© 2024 Arizent. All rights reserved.

Moody's Reviews For Possible Upgrade Chrysler's Prime Auto ABS

Moody's Investors Service has placed on review for possible upgrade ten tranches from five auto loan deals sponsored by Chrysler Financial Services Americas from 2006 to 2008.

The actions are due to updated lower lifetime cumulative net loss (CNL) expectations as well as build up in credit enhancement relative to remaining losses.

As performance stabilized over the past 12 months, the range of expected lifetime CNL was lowered in this review for the 2007 and 2008 Chrysler Financial deals compared with the rating agency's previously published range from July 9, 2009.

But, the performance of 2007 and 2008 Chrysler Financial transactions has stayed much weaker compared with Moody's original loss expectations.

The rating agency's current lifetime CNL projections for the impacted deals range between 2.50% and 7.50% of the original pool balance. 

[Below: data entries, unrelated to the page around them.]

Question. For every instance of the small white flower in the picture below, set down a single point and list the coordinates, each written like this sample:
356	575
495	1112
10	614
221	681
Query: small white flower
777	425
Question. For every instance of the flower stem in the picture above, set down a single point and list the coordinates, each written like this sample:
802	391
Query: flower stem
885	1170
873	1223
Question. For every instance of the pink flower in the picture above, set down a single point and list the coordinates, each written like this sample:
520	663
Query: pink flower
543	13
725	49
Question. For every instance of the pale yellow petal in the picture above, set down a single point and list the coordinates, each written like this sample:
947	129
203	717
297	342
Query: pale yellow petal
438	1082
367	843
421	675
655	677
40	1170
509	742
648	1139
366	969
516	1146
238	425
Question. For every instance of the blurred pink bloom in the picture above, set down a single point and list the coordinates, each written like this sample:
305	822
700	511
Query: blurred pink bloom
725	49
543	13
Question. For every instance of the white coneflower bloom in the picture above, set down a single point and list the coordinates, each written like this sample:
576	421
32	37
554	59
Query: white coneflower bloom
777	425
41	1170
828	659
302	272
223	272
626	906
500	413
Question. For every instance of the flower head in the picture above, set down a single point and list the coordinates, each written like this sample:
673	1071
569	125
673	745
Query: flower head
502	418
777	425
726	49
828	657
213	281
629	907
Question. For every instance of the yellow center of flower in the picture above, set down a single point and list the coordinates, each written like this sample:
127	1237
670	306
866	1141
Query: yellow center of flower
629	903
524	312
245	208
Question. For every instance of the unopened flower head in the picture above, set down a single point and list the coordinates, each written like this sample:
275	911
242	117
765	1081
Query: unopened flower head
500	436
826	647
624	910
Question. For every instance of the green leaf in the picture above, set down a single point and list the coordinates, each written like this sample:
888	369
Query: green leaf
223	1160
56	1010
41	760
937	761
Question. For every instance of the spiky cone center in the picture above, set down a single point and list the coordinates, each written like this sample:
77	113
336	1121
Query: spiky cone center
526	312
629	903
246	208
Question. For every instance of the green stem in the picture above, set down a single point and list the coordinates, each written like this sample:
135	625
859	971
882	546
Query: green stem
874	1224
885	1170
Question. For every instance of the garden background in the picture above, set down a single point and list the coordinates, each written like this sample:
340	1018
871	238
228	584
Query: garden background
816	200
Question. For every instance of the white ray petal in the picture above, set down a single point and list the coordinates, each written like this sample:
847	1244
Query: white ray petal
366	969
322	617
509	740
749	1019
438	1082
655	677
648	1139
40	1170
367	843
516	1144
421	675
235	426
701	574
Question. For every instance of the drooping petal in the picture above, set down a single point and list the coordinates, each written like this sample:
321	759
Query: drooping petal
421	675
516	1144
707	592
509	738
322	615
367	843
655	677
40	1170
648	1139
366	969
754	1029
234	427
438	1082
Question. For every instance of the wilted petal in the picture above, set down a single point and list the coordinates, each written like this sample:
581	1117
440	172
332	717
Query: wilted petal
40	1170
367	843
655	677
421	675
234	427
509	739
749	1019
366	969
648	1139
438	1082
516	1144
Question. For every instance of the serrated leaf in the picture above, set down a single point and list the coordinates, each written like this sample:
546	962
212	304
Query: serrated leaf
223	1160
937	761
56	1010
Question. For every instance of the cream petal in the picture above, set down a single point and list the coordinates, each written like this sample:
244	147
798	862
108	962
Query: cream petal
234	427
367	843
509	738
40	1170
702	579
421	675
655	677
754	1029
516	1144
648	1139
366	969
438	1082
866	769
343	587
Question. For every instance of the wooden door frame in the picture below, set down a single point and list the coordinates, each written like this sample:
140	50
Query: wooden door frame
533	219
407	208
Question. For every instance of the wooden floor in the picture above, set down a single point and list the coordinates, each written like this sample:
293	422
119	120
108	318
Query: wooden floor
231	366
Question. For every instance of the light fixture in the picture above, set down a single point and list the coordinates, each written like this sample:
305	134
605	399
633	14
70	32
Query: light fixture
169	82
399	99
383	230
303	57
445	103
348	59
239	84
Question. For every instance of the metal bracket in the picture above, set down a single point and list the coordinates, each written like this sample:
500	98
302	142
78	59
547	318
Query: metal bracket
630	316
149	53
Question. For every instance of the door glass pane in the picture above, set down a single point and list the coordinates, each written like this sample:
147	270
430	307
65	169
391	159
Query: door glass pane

Particularly, for the 2006-B and 2006-C deals, the current loss projection (as a percentage of the original pool balance) ranges from  2.25% to 2.75%.

For the 2007-A, 2008-A, and 2008-B transactions, the current loss projection ranges from 6.50% to 7.50%.

These are up from the original ranges at the time of closing of 2.00% to 2.25% for the 2006
transactions, and 2.50% to 3.50% for the 2007 and 2008 transactions. 

During its review period, the rating agency will continue to refine its assessment of the pool performance relative to the available credit enhancement levels.

Total hard credit enhancement (excluding available excess spread and yield supplement overcollateralization (YSOC) ) for Class B tranches ranges from around 13% to 34% of the outstanding collateral pool balances adjusted for YSOC.

Hard credit enhancements for Class C tranches from  2007 and 2008 transactions range approximately from 10% to 11%. The YSOC compensates for the lower APR on the subvened loans, the rating agency said, and declines each month based on a fixed schedule. The YSOC for these offerings now ranges between about 2% to 4%.

The performance expectations for a given variable confirm the rating agency's forward-looking view of the likely range of performance over the medium term. From time to time, Moody's may, if warranted, change these expectations.

Performance that falls outside the given range might imply that the collateral's credit quality is stronger or weaker than the agency's had anticipated when the related securities ratings were issued.

Even if this were so, a deviation from the expected range will not really result in a rating action nor does performance within expectations preclude such actions, Moody's said. The decision to take or not take a rating action is reliant on an assessment of a range of factors such as the deal's performance metrics.

Primary sources of assumption uncertainty are the macroeconomic environment as well as weakness in the used vehicle market.

The rating agency now views the used vehicle market as stronger compared to how it was a year ago, when the uncertainty relating to the economy as  well as the future of the U.S auto manufacturers was considerably higher.

Overall, Moody's central global scenario remains "Hook-shaped" for 2010 and 2011; we expect overall a sluggish recovery in most of the  world largest economies, returning to trend growth rate with elevated  fiscal deficits and persistent unemployment levels.

The principal methodology used in these rating actions was Moody's Approach to Rating U.S. Auto Loan-Backed Securities that was published in June 2007.

Other methodologies and factors that may have been considered in the process of rating these
deals can also be found in the Rating Methodologies sub-directory on Moody's Web site www.moodys.com.